The first one that I tried was my mistake as it was only a 600mA output, so that was never going to work anyway, I simply forgot the output was not up to scratch for this project.

Anyway, I have a working solution at the moment, using a USB Powerbank that has passthroough power (Outputs while charging) and doesnt drop the output when disengaging the charge input.

I have two other options on their way to me that say that they will do what I need, so I’ll update this thread with any definite working solutions at that point (with photos).


Hi Andrew

I think you may find at the end of the day this IS “real world” terms.

Not a very accurate way to measure the desired current but will do for now.

What I have being trying to say here is in this world you get nothing free. The manufacturer is saying you can get 5V @ 2A out of your boost board with a 3.2V input. What they don’t say is the 3.2V source (battery or whatever) has to supply this POWER, 10W at max output plus conversion inefficiencies. This varies between manufacturers but in the example previously I assumed 85% efficiency. This means in this example (5V @ 2A) the 3.2V source has to supply 10W + 1.76W = 11.76W or in rounder figures 11.8W. Now at 3.3V (the source) this equates to 3.687 or 3.7A, significantly higher that the 2A output.

Now THERE IS NO GETTING AROUND THIS. If your 3.2V source cannot supply the required power the booster WILL NOT provide the rated output. The manufacturer may not explain this adequately but we can’t help that. If not satisfied you will have to take it up with them or your supplier.

I am sorry I can’t explain this any simpler. There is no magic way of getting the extra watts out of thin air, they have to come from somewhere.

In support of this while on the subject of power banks you will find that reputable brands actually state that the mAhr capacity is AT THE INTERNAL BATTERY which could be 3.2 or 3.6V. IT IS SUBSTANTIALLY less at the 5V output.

If you are having trouble understanding this maybe someone else can explain better.
Cheers Bob


I really dont follow why you think that I dont understand any of this. It doesnt matter what I am measuring the output in, Watts or Amps as I know the Volts, and it’s not difficult to multiply it out or know what is needed.
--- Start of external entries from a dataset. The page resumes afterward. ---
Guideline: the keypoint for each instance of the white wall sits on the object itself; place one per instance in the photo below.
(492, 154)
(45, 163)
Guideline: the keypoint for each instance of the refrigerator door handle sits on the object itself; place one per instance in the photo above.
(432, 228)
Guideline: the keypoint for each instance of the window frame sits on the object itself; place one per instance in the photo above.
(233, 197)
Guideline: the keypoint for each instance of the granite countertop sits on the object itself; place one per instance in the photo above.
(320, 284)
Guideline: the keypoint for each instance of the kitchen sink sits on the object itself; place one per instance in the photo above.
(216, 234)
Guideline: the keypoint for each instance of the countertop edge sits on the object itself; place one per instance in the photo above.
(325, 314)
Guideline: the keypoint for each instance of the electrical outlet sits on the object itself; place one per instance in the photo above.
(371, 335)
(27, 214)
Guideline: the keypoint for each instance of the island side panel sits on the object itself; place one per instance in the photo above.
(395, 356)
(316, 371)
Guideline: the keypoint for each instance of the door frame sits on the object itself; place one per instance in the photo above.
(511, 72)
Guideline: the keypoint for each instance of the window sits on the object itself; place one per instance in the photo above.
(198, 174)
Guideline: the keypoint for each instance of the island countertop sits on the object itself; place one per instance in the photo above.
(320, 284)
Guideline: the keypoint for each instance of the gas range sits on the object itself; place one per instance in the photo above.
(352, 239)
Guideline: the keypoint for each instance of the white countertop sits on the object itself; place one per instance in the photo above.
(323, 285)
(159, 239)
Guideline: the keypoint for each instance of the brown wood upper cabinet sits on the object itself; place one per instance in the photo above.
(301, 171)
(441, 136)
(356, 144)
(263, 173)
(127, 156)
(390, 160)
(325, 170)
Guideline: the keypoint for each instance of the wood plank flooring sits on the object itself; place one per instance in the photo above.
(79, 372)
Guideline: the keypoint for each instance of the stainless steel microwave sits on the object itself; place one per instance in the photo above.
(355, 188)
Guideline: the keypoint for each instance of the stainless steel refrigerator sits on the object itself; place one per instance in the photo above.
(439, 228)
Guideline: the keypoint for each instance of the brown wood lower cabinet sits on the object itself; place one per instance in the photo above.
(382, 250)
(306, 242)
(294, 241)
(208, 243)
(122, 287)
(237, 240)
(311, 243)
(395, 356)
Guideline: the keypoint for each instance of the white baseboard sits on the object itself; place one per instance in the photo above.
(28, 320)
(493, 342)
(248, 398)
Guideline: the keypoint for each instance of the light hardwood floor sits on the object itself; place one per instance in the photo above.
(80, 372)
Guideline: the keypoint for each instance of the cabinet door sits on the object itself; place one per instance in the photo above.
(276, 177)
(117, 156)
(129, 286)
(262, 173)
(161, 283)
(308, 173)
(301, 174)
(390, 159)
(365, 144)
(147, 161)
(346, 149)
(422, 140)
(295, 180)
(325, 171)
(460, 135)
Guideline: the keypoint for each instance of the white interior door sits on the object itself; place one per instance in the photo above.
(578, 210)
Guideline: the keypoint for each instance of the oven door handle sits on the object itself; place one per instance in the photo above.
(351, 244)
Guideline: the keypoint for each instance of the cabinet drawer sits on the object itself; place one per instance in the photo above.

Just to spell it out, I was asking for alternative boost boards as obviously the manufacturers of the gear that I have are lying about the performance, I am powering the boost boards by two Samsung ICR18650-26C Cells with a max discharge output at 5200mA, so there should be no issues with them delivering enough Amps or Watts or whatever you want to measure it in. Specifically as there are two cells sharing the load, and they are fully charged at 4.1v.